Ever since the data warehouse was invented, several data warehousing concepts were the same independent of the data warehouse vendor. All of these concepts were put in place such that the response time of the data warehouse would meet the response time expectations of the end user. A consequence of these concepts is that it adds additional work to the set-up of reports in the data warehouse. With SAP HANA, the extra work is not required, as HANA can meet the end user’s response time expectations without the extra work. The effort to build reports in HANA is substantially less than setting up like reports in a data warehouse. Let’s explore.
The first concept is limiting the amount of data taken from the source system. The premise is that all of the information is not required to be in the data warehouse as the end users will only be interested in reports off of certain data from the target system. Furthermore, the premise is that taking less data into the data warehouse will improve response times. All of this is true; however the flaw is that as business priorities change, the reporting requirements also change. As reporting needs change, different data is needed in the reports.

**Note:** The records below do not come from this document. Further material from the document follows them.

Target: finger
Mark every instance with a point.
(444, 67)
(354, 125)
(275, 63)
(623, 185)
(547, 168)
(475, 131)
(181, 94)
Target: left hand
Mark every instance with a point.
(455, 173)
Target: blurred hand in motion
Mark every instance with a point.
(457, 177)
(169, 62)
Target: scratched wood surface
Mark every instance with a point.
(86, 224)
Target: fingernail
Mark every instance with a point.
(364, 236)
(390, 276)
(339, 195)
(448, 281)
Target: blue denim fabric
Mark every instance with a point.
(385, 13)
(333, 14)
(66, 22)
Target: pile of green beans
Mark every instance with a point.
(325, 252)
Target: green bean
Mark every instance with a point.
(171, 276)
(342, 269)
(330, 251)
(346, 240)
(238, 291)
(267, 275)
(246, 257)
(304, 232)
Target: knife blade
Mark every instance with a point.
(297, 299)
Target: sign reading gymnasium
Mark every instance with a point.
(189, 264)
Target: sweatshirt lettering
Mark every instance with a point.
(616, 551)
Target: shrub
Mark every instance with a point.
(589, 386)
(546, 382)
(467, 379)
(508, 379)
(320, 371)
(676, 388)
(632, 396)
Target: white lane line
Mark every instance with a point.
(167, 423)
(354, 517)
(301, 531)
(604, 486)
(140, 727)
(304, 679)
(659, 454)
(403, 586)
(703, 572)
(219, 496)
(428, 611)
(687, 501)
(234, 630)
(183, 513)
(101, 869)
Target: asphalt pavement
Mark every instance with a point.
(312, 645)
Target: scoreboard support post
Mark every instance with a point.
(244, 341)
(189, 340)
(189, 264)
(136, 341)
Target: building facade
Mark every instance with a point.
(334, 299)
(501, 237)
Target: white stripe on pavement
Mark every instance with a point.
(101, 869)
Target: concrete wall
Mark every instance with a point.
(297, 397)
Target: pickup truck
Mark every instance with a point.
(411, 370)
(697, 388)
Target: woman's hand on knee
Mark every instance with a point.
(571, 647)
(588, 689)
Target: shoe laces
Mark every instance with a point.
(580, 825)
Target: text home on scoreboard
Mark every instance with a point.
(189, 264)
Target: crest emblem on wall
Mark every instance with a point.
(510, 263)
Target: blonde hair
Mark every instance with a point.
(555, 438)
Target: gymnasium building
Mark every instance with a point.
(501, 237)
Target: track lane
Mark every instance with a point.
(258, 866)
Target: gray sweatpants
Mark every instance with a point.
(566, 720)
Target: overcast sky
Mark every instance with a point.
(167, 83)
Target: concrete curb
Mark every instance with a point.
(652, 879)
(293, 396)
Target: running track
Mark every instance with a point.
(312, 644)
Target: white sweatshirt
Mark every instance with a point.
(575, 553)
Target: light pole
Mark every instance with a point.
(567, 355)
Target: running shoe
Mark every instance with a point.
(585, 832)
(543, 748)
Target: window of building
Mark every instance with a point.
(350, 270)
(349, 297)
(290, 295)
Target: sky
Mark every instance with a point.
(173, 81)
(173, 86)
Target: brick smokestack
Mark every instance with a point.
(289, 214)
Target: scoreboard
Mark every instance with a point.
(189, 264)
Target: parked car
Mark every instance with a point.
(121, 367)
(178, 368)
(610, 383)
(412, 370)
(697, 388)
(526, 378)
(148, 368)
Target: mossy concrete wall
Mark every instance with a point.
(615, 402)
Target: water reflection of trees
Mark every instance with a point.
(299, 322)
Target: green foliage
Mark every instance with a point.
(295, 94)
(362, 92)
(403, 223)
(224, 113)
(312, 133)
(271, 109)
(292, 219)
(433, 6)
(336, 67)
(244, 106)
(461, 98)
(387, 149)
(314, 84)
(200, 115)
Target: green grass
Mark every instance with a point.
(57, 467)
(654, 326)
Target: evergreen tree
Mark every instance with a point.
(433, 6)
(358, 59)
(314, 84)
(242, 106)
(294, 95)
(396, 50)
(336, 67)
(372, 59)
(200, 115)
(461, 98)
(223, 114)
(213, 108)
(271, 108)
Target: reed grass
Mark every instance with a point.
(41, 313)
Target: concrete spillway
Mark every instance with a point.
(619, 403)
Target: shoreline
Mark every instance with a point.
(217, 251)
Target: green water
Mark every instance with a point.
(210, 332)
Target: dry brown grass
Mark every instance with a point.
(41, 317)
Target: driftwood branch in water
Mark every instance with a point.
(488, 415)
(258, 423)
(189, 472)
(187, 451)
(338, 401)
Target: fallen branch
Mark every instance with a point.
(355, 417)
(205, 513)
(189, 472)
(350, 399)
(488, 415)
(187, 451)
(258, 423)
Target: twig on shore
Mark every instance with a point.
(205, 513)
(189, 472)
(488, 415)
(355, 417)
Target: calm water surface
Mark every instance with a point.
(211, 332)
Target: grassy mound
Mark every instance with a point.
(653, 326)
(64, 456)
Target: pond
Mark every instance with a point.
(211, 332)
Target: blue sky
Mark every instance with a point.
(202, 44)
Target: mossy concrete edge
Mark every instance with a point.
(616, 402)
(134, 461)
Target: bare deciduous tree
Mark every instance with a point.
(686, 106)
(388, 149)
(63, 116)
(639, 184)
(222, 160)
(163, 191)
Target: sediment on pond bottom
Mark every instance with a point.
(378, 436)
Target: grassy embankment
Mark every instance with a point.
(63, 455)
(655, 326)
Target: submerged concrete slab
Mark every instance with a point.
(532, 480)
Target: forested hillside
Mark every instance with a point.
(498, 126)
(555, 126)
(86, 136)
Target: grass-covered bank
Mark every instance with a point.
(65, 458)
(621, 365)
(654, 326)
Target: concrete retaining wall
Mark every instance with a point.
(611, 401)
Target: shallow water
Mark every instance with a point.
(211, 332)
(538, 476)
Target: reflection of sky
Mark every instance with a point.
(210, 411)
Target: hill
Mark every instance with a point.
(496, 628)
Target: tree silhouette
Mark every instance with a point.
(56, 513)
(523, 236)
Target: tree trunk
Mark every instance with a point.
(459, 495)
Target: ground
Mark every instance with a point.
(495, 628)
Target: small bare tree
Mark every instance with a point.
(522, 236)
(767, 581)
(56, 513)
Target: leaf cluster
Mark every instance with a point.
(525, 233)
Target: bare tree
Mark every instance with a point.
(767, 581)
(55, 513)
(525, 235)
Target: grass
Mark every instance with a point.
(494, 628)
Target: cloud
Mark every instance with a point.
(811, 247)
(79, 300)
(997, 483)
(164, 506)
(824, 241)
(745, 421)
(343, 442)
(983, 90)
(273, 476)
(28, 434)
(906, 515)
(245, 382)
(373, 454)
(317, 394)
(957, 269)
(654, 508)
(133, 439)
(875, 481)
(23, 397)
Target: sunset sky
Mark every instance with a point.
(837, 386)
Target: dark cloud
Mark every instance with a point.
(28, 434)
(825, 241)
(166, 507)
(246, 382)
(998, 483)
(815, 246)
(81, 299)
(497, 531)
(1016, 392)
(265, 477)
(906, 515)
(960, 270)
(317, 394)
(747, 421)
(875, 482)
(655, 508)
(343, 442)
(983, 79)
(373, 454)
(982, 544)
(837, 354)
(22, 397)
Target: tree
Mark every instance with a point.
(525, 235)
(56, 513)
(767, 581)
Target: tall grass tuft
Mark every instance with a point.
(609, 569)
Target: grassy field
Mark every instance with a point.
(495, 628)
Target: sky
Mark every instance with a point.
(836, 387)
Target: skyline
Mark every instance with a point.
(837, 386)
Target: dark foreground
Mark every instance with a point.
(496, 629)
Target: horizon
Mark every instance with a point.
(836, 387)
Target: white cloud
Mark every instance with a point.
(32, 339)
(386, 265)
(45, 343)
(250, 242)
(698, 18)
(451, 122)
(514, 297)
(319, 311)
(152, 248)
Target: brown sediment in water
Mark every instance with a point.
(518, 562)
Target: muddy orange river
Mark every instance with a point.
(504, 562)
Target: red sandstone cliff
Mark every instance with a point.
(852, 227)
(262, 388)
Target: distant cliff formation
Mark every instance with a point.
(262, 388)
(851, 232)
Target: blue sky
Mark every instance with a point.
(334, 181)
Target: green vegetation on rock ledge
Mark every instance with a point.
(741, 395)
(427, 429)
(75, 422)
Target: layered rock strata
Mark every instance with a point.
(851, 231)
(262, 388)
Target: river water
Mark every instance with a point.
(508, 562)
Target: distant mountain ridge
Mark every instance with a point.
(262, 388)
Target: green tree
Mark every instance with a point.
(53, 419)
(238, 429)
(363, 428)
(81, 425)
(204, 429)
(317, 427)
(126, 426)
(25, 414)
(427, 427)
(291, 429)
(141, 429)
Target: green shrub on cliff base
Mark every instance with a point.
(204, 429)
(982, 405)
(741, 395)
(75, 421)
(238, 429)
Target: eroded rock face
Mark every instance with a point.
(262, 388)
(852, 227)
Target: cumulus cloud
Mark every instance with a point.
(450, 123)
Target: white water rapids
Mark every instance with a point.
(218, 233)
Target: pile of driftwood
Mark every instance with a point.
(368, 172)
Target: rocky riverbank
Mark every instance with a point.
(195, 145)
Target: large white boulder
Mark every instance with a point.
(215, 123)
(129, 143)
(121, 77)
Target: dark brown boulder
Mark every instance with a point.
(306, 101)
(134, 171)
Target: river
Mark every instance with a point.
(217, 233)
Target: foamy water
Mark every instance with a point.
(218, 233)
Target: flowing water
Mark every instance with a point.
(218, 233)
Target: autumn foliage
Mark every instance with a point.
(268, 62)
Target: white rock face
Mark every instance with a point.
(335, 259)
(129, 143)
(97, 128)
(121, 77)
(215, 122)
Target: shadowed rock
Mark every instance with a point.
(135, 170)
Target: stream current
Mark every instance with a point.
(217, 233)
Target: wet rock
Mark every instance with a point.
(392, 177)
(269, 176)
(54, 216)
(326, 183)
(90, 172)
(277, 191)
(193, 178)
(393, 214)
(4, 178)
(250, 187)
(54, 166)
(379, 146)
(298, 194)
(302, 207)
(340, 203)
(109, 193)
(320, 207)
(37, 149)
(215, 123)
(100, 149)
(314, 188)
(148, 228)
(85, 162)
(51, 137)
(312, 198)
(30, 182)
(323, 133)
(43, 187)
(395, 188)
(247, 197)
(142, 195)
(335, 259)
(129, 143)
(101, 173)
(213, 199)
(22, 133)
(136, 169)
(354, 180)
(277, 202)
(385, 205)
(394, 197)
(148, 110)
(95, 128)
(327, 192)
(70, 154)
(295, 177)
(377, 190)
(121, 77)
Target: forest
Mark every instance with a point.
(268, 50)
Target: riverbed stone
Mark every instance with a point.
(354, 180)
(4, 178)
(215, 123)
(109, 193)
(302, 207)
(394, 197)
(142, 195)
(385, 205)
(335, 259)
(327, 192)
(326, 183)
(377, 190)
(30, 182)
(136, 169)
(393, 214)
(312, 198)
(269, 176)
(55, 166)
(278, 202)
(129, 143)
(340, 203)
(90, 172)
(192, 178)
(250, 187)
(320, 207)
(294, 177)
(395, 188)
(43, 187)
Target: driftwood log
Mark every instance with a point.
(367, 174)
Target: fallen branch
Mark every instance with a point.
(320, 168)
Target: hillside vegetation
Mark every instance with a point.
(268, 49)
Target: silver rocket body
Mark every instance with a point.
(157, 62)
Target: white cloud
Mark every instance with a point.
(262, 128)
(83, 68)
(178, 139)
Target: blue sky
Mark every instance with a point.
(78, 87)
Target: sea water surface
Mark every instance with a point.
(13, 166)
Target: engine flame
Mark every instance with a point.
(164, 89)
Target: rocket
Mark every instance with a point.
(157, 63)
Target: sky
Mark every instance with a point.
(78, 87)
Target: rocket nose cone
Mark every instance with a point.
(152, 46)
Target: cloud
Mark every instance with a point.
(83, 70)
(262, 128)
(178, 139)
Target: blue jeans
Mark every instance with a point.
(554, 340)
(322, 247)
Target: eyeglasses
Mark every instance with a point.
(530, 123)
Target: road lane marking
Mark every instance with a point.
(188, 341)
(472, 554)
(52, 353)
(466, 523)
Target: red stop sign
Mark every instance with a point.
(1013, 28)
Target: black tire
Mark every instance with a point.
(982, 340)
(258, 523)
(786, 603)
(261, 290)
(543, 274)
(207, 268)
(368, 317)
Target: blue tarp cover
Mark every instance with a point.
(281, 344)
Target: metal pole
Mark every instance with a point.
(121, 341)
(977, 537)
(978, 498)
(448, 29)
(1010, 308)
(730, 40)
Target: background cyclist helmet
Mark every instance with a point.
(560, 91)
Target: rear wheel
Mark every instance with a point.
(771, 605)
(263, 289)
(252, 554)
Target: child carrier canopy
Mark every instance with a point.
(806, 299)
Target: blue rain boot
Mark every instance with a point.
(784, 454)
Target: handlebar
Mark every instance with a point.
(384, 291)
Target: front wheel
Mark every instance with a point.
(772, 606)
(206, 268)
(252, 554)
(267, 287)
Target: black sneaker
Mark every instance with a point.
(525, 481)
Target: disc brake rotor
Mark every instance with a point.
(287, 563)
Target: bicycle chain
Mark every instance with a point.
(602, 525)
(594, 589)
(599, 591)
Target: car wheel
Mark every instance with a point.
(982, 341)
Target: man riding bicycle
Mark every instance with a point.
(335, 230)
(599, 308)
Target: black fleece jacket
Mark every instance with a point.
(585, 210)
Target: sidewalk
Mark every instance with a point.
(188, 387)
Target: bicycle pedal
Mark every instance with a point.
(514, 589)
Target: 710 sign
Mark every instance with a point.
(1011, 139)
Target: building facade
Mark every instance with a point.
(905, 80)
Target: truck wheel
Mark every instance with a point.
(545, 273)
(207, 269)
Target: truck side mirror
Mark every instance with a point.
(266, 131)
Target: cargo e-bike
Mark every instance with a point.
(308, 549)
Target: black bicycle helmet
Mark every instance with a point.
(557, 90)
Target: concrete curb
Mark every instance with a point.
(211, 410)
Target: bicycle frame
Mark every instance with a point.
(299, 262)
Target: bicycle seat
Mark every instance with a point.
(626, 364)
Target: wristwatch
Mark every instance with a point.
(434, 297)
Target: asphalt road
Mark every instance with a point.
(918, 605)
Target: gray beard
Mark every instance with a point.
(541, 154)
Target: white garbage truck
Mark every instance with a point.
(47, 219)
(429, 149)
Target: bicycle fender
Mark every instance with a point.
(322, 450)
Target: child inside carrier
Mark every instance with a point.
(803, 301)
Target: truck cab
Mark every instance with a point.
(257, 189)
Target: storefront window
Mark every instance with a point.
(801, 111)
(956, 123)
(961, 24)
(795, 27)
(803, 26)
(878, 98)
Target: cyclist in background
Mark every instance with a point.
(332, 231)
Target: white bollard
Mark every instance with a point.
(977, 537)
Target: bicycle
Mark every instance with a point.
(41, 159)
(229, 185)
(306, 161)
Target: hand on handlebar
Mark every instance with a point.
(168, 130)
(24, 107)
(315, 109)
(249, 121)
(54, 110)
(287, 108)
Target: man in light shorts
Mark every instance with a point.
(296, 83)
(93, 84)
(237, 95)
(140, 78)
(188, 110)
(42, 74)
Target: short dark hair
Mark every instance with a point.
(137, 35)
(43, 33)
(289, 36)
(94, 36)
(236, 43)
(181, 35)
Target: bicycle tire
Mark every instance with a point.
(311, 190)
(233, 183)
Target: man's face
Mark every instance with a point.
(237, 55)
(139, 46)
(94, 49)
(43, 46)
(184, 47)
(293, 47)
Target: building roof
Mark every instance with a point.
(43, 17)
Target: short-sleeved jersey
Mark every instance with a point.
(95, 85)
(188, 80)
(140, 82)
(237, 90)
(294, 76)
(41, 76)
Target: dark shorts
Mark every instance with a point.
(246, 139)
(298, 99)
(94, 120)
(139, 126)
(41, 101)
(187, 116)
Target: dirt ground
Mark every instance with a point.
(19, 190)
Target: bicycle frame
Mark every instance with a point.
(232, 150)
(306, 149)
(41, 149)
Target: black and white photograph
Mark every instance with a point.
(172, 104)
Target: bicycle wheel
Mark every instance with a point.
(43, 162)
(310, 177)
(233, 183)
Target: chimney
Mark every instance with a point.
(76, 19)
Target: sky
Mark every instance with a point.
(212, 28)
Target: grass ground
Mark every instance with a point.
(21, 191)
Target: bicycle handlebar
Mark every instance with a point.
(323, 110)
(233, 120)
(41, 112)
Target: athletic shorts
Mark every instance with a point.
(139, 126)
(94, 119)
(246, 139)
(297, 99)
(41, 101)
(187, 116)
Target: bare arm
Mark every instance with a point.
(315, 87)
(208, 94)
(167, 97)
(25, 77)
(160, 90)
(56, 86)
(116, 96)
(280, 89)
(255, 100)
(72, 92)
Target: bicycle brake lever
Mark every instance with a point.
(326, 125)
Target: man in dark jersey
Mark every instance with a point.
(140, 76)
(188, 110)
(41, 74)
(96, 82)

Since all of the data was not brought over from the source system into the data warehouse, several things need to be re-worked. Bringing additional data into the data warehouse requires extensive re-design. For example, when the business articulates their requirements for a new report or data mart in the data warehouse, it is possible (probable) that some of the requirements will not be articulated fully. After the data extraction programs are built and the reporting structures in the data warehouse are complete and loaded, it is possible that new data will be identified as required. So, the data must be dropped, extraction programs modified, ETL jobs changed, reporting structures in the data warehouse changed, and the data must be reloaded. All of these steps are necessary to do something as simple as adding a few fields into the data warehouse from a table or tables in the source system. Even though the change seems small when requested by the business (e.g. please add three fields to xyz report), the work required to make the change isn’t small and can take weeks to months to implement. The business often becomes frustrated wondering why such a simple change takes so long and with such a high cost. With HANA, the source system data can be loaded into HANA in a far more granular level of detail and number of columns. And that’s how HANA solves this problem. You can include every field because you don’t have all of the limitations of typical warehouses. The business can change without changing the data warehouse. The columnar nature of the HANA database utilizes multiple compression algorithms such as dictionary compression, run length encoding, etc to help keep the database to a manageable size. Another benefit of using HANA as a data warehouse is that load times are significantly faster than loading into traditional data warehouses.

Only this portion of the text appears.